Friday, February 8, 2013

Remains of the Day – Relocating a Body

 
Digging a Grave
Moving a body from one cemetery to another used to be a rare occurrence, but nowadays, it’s becoming more common. 

The reasons to transfer remains from one cemetery to another are numerous:
Families may move away from their hometowns and want to relocate a beloved relative with them to the new area. 

Family Plot
The dearly departed may have been buried in another state and their closest kin wants to move them home to the family burial plot.
Cramped Quarters

The cemetery they are located in may be too crowded to allow the remainder of the family to be buried there, so the remains are relocated to a larger cemetery where everyone can be buried together.
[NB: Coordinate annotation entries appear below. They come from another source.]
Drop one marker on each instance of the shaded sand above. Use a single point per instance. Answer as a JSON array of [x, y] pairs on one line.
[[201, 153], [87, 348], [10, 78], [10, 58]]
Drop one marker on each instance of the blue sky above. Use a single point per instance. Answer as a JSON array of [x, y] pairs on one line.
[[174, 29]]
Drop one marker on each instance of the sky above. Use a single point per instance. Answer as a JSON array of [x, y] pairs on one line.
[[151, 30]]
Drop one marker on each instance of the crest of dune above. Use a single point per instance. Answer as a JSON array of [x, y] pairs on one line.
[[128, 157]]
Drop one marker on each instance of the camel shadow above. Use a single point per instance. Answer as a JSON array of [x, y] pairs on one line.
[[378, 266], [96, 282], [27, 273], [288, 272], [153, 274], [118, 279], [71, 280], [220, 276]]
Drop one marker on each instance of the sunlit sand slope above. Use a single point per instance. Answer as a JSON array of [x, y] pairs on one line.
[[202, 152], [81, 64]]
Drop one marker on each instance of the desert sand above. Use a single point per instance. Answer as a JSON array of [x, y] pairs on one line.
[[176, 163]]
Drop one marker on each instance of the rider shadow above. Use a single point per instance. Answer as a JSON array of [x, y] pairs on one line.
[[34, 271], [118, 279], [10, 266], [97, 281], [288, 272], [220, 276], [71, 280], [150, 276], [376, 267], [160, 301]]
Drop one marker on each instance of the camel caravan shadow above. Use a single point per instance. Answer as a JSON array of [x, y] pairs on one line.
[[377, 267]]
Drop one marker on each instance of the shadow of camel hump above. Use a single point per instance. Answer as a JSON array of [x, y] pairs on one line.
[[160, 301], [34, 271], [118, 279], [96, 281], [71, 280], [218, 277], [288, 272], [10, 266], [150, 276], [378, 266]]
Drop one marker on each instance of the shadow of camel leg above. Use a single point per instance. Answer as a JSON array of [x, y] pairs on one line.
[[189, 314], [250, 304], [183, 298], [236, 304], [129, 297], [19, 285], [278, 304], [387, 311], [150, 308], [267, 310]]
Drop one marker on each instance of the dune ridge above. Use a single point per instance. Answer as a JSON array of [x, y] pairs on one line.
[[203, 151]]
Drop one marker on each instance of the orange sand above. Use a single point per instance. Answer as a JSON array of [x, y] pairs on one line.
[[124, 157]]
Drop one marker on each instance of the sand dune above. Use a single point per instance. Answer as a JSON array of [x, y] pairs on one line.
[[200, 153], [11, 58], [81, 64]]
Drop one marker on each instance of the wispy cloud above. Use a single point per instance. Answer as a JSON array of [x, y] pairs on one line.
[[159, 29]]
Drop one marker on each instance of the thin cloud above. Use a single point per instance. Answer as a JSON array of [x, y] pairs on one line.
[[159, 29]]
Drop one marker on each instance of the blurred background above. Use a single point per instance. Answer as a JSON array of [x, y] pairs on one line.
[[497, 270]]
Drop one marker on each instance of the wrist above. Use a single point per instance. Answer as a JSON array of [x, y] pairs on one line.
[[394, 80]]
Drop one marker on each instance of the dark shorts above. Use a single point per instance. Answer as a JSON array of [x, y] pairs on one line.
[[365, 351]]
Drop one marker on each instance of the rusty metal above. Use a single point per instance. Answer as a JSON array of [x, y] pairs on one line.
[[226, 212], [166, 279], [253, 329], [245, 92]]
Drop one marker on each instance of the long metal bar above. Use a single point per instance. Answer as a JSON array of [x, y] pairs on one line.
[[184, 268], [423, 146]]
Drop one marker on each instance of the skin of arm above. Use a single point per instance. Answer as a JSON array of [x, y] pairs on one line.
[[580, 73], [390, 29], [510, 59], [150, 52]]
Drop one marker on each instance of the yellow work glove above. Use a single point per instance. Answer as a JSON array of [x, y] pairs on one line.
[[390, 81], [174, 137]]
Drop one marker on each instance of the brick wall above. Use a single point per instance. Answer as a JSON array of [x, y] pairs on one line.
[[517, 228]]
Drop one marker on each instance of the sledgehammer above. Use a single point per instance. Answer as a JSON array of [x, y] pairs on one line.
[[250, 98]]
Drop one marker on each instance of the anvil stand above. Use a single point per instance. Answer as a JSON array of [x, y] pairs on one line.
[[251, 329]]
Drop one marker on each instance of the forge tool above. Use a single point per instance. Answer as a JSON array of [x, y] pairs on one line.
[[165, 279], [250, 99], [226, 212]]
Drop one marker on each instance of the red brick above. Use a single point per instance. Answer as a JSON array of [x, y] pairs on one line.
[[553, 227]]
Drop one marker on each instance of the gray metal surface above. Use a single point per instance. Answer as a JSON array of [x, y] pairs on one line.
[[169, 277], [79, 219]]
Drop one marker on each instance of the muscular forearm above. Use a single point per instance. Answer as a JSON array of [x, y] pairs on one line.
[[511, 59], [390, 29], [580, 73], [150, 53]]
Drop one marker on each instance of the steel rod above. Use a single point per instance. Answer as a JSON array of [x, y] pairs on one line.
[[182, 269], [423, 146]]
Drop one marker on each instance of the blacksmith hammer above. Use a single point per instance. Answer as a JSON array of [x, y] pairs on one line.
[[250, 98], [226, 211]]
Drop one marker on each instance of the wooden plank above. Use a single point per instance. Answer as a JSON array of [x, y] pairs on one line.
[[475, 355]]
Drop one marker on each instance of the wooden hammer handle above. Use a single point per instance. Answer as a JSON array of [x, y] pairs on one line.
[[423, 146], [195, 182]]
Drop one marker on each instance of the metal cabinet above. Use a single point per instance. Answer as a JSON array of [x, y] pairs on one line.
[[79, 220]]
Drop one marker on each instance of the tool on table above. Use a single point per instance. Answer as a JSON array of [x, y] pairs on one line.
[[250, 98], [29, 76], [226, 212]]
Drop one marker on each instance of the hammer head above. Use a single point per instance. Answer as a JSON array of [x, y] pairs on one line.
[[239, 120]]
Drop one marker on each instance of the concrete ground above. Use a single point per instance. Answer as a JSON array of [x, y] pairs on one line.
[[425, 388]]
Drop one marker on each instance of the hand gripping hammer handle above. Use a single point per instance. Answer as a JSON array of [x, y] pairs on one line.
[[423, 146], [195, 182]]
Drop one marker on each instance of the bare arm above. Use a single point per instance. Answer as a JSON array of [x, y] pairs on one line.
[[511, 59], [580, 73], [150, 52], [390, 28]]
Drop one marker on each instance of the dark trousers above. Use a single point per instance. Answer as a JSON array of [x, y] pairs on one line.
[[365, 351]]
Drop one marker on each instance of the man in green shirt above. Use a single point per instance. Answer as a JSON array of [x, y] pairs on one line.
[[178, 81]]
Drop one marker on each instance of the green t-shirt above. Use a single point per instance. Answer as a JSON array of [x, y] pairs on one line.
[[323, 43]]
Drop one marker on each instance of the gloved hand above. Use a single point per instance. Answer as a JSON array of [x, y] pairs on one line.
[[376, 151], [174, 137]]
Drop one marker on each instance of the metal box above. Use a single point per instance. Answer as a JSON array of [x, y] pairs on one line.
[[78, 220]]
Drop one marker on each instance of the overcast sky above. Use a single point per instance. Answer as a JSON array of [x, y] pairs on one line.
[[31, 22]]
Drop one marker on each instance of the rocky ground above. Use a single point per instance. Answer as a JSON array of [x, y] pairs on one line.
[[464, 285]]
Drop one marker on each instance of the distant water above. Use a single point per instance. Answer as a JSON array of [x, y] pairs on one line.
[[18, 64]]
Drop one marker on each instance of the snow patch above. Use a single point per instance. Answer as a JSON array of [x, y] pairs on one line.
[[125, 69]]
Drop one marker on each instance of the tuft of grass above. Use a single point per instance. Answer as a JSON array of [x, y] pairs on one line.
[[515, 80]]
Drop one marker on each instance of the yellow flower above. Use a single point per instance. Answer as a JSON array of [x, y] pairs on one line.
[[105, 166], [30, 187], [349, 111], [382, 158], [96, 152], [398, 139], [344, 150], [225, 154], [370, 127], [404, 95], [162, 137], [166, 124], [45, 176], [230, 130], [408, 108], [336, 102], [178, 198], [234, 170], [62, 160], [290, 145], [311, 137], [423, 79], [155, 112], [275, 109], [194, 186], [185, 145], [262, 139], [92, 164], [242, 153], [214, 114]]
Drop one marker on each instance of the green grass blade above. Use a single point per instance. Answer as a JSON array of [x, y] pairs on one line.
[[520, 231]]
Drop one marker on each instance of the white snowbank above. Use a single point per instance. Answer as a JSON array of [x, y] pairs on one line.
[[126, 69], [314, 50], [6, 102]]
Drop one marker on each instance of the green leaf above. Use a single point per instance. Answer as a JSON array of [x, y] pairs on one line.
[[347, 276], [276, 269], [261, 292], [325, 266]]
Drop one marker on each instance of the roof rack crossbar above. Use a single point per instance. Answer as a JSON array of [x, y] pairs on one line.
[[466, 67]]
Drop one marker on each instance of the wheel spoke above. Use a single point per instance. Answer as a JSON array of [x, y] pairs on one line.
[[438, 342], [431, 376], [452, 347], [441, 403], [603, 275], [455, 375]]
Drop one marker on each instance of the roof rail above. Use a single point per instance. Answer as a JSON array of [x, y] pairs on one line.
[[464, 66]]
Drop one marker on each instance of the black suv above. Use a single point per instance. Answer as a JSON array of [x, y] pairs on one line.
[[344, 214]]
Regardless of the reason, there are certain things to be considered before a body is relocated, or transferred, to another cemetery.
 
First, find out what is required by the state where the body is currently buried. If you are relocating the remains to another state, you will also need that information.  Most states require special permits and licenses, and many require that the family be in agreement on the move.

Advice
Next, contact your local funeral home for advice on the process of having remains exhumed and transferred, and find out what is legally required.  You will also need a funeral home at the new location to receive the remains and oversee the re-interment at the new cemetery.  That funeral director will be in charge of burial arrangements made with the new cemetery, and securing all necessary certificates and permits for re-interment.

Church Cemetery
If your loved one is buried in a church or religiously affiliated cemetery, you will need to get their approval to have the remains removed.  Being buried in consecrated ground is considered a sacred act, and the church, or acting officials, may have the right to deny your request.

You will need to contact the current cemetery and the new cemetery to coordinate plans for the transfer of the body.

There are many costs involved in transferring a body - 

When having a body disinterred and moved, you may need to purchase a new casket for the transportation and reburial. (A very basic casket starts at $500 and up.)  If the casket was placed in a concrete vault, it may be an option to move the entire vault, if deemed necessary. (Disinterring and transportation fees for a vault may be very expensive.)


Opening a Grave
Closing a Grave
There will be the cost of opening the grave at the current cemetery, and then the cost of opening the grave and closing it at the new cemetery.  (Beginning at $1,000 and up.)

Disinterment
A funeral director may be required by state law to be on hand for the disinterment, and another director may be required at the new location to receive the body and oversee reburial. (Beginning at $1,000 for each and up.)


Overland Transportation
Transportation of the remains will vary widely, depending on the distance between cemeteries. If it is a local move, from one cemetery to another within a short driving distance, a hearse may be used (Check with funeral homes for prices.)  If the remains are to be moved hundreds of miles away, an overland carrier will likely transport the casket. (Rates will vary, but could be extremely expensive, depending on casket weight.)

New Stone
Reburial
Remember too, at the new cemetery you will have the opening and closing costs for the re-burial. (Estimate $1,000 and up.)   Plus, the cost of a new vault,  (Estimated $1,200 and up.)  And a new headstone. (Varies)


Service and Interment
If you want a memorial service at the new cemetery, there will most likely be a charge for that. (Check with the funeral home.)  And there may also be a charge for annual or perpetual care at the new cemetery. (Usually 5% to 15% of the grave site price.)

It may be judicial to get estimates before you begin to consider if the move is financially feasible and also to help you control costs by selecting providers you can afford. 




Veteran's Cemetery
Do your research.  Veteran’s Cemeteries may waive some or all of the fees to transfer the remains of a veteran to their location.  Private and public cemeteries generally do not.



If you decide that the process is too costly or too involved, you might consider having a headstone placed in the new cemetery with an acknowledgement that the remains are located elsewhere. This would still give the family a place to visit and feel closer to the deceased.  (But keep in mind; you may have to purchase a grave space on which to place the headstone.)